Camila, como había prometido, se marchó al menos una hora y media antes de lo previsto. Draco tuvo suerte y se pudo ir una hora antes puesto que el dueño prefería quedarse solo para contar los beneficios y cerrar la caja. Era un hombre desconfiado y no era una tarea que le hubiera fiado a nadie. Se puso su chaqueta para abrigarse del frío del exterior y se aseguró de que su pelo platino estaba en su sitio y no se había despeinado. Metió la mano en el bolsillo interior de su chaqueta para comprobar que su varita seguía ahí guardada. Nunca salía de casa sin ella y en ocasiones, cuando no había ningún compañero delante se ayudaba de ella para hacer algunas tareas de la cafetería. El dueño lo adoraba por su eficacia.
Draco suspiró ante un duro día de trabajo y salió entre las mesas de mimbre de la terraza. Mientras pasaba entre ellas, volvió a su mente los labios rojos y sugerentes de Camila Velbet. Estaba tan sumido en sus pensmientos (que estaban comenzando a humedecerle la entrepierna), que cuando ocurrió la explosión y una onda de aire caliente lo golpeó contra el asfalto, aún tenía en su mente el rostro pícaro de la cantante.
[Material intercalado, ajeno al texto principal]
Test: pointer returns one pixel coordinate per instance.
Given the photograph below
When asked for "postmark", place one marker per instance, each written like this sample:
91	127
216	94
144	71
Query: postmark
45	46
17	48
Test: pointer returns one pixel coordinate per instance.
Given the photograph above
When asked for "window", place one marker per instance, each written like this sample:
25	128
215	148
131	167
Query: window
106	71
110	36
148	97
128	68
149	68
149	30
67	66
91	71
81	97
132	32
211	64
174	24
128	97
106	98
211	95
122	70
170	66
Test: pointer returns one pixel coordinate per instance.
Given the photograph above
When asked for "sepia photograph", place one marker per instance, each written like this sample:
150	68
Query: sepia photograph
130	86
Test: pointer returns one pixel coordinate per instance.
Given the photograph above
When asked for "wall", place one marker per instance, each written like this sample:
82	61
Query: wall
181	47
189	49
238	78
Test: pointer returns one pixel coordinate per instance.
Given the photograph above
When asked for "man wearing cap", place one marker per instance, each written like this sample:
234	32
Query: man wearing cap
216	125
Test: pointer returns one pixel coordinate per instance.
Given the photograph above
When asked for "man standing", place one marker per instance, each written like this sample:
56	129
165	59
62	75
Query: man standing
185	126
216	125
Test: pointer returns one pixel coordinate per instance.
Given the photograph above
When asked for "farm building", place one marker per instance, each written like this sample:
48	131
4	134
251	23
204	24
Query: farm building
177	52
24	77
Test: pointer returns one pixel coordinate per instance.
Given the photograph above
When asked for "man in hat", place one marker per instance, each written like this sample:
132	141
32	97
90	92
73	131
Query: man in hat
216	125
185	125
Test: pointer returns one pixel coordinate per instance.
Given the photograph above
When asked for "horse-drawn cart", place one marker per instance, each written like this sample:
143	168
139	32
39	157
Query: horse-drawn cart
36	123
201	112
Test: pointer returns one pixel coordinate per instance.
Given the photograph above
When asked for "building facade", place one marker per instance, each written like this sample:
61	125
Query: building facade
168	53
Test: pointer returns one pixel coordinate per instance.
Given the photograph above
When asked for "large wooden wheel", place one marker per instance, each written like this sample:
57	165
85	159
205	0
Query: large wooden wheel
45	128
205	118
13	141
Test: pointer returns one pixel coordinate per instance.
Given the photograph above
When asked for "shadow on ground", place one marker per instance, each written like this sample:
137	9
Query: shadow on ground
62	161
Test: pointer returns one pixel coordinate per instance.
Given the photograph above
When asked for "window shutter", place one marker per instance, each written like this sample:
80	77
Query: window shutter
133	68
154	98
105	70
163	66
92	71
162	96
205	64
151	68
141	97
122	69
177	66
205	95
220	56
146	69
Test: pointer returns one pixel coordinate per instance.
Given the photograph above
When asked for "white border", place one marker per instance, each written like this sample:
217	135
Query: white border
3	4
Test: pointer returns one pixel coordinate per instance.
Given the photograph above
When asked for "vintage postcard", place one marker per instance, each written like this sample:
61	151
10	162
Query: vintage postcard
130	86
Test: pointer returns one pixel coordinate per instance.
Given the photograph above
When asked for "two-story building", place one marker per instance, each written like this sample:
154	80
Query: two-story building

Parpadeó confuso, su cuerpo le dolía y olía a ceniza y humo por todas partes. Intentó incorporarse y su cuerpo magullado se quejó por el esfuerzo. Pudo ver un agujero negro repleto de astillas quemadas, bocanadas de fuego, mesas y sillas tiradas sobre el suelo, algunas estaban incompletas (le faltaba el respaldo o una de las patas) y otras echaban humo y estaban ardiendo. Parecía un cúmulo de cenizas y astillas, una mezcla del color rojo, negro, gris y algo de blanco. A Draco le pareció como el nido inmenso y abrasante de un dragón. La vista comenzó a nublarsele, pero no pudo apartar su mirada de aquella masa de destrucción que minutos antes había sido la cafetería. Con su visión borrosa y desenfocada creyó apreciar sobre el nido de escombros un humo denso y grisáceo que formaba la marca tenebrosa. Estaba ahí, alta y atemorizante, orgulloso residuo del caos al que coronaba.
Le dolía todo el cuerpo y su visión se había convertido en una mancha negra, sus oídos pitaban y su boca sabía a sangre. No pudo dejar pensar que estaba muriendo, en un barrio muggle, solo sobre el asfalto, con la boca llena de sangre y en la mente la fotografía perpetua de una desvergonzada cantante. Hubiera preferido el rayo verdoso de la varita de Voldemort, pero los héroes nunca pueden elegir su trágico final y a aquellos olvidados siempre se les reserva la muerte más humillante. Vergüenza, él siempre supo que aquel rincón muggle sólo le proveería de dinero irreconocible y de vergüenza.